About The National Lung Cancer Partnership

The National Lung Cancer Partnership is a 501(c)(3) non-profit organization dedicated to decreasing deaths due to lung cancer, and helping patients live longer and better, through research, awareness and advocacy. Founded in 2001 as Women Against Lung Cancer, the organization changed its name to National Lung Cancer Partnership in 2006 to better reflect the partnership we have forged with physicians, researchers, lung cancer survivors and their families, advocacy organizations and the media to help achieve our mission. We are ultimately working to advance lung cancer treatments for all patients, but we are currently focusing our efforts on women.

Why Women?

  • American women do not recognize that lung cancer is a woman’s disease. Even though lung cancer kills over 30,000 more women than breast cancer annually in the U.S, lung cancer is not on most women’s radar screens. Because of women’s misperceptions of their risk of dying from lung cancer, they are less likely to see their doctors to discuss what can be done to decrease their risks of getting and dying from this dreadful disease. We can change this by letting women know that lung cancer is their top cancer killer.
  • There are differences between how men and women get lung cancer, what happens when they get it, and how they respond to treatment. We believe if we can understand those differences, we will make great progress towards understanding how to tackle lung cancer. We are the only lung cancer organization working to advance this goal.
  • Women are the major decision-makers in health care in the U.S. Women also have proven to be powerful agents of change, as Million Mom’s, Mother’s Against Drunk Driving, and Breast Cancer Advocates.
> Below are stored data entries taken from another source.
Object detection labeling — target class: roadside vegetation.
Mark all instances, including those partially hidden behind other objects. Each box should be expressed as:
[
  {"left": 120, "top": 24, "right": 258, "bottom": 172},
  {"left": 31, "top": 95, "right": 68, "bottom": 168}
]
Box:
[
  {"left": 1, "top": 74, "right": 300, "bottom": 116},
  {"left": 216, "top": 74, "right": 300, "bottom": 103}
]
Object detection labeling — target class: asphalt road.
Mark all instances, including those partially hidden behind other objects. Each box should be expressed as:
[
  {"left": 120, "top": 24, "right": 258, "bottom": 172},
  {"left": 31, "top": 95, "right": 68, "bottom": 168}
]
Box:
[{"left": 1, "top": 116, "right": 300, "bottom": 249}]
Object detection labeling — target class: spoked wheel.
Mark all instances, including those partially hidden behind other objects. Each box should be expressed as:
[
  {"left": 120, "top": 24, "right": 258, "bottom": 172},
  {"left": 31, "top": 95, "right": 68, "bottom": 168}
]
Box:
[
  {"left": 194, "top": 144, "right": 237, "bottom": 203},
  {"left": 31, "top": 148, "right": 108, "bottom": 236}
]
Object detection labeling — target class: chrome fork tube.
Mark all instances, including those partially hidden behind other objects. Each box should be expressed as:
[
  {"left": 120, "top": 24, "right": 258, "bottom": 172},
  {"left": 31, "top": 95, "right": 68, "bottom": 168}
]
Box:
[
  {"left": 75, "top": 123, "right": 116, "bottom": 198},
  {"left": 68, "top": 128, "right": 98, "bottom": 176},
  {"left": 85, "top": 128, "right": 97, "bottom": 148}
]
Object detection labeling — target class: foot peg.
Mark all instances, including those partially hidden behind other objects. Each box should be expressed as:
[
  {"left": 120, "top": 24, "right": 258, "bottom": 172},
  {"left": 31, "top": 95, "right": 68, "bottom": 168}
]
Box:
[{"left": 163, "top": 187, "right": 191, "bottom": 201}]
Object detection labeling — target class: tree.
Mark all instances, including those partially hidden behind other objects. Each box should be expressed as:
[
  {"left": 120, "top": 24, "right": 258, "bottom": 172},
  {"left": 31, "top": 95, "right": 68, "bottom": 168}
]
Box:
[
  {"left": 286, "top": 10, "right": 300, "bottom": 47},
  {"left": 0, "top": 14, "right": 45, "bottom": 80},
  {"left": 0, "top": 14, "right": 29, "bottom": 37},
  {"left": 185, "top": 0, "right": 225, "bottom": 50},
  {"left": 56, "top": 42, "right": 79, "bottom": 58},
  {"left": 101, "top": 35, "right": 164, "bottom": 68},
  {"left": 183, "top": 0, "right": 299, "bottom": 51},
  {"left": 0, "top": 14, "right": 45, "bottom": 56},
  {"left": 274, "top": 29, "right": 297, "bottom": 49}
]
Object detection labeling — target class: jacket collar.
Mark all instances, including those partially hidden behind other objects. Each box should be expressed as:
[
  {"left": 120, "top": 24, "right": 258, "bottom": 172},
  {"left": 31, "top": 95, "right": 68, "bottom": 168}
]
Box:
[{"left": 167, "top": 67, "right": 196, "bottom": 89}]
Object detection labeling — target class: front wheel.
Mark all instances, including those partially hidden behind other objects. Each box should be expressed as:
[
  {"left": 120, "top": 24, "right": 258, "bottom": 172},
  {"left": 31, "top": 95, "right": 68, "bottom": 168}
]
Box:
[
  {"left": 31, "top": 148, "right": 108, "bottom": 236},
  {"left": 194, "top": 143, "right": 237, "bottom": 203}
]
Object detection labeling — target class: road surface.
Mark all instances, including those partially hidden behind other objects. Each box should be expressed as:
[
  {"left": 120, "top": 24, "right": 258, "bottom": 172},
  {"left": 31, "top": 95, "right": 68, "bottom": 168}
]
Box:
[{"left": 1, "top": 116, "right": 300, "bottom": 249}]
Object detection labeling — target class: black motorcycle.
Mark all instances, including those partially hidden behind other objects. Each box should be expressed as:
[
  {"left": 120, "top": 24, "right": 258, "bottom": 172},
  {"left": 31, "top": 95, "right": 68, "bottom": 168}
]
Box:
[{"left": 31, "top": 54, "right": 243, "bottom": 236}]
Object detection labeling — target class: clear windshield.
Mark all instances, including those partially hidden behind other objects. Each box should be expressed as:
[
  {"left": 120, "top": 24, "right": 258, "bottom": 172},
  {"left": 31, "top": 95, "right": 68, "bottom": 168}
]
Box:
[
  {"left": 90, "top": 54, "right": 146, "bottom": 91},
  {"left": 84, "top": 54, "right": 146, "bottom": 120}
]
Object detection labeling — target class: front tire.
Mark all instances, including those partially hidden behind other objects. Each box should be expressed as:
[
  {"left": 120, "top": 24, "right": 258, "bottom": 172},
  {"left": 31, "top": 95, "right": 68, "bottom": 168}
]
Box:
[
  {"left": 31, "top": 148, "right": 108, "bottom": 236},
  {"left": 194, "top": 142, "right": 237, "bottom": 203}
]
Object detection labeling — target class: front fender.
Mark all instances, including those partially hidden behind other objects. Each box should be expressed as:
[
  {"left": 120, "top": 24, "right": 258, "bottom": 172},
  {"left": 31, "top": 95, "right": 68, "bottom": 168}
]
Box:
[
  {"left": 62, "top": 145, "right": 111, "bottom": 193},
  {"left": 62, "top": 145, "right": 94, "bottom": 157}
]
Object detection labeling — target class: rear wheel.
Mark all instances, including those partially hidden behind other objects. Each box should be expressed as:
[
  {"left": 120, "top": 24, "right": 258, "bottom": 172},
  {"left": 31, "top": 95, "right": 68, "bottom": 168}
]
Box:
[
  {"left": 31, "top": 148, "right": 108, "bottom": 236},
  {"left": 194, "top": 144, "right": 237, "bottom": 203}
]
By forming collaborations with other women’s health, lung cancer, and general cancer organizations, we can mobilize women as a force for health care change to demand increased funding for lung cancer research and awareness of the disease.

What We Do

Our goals are to:

  1. Raise awareness of the deadly impact of the disease upon both women and men
  2. Increase funding for lung cancer research
  3. Improve patient care by educating and empowering patients and healthcare professionals

We are achieving our goals by:

  • Funding research to increase our understanding of how lung cancer starts and progresses, and how better to detect and treat it.
  • Providing travel grants to major scientific and medical conventions for survivors, patient advocates and trainees to allow them to improve their lung cancer knowledge base and network with other advocates and professionals.
  • Performing educational outreach to physicians, allied health professionals, and patients and their families.
  • Hosting lung cancer awareness events.
  • Using all possible pathways to advocate for increases in funding for lung cancer research.

The statistics are dramatic, the odds are overwhelming and the need to change the status of lung cancer in the U.S. grows more urgent each day. Please help us effect change!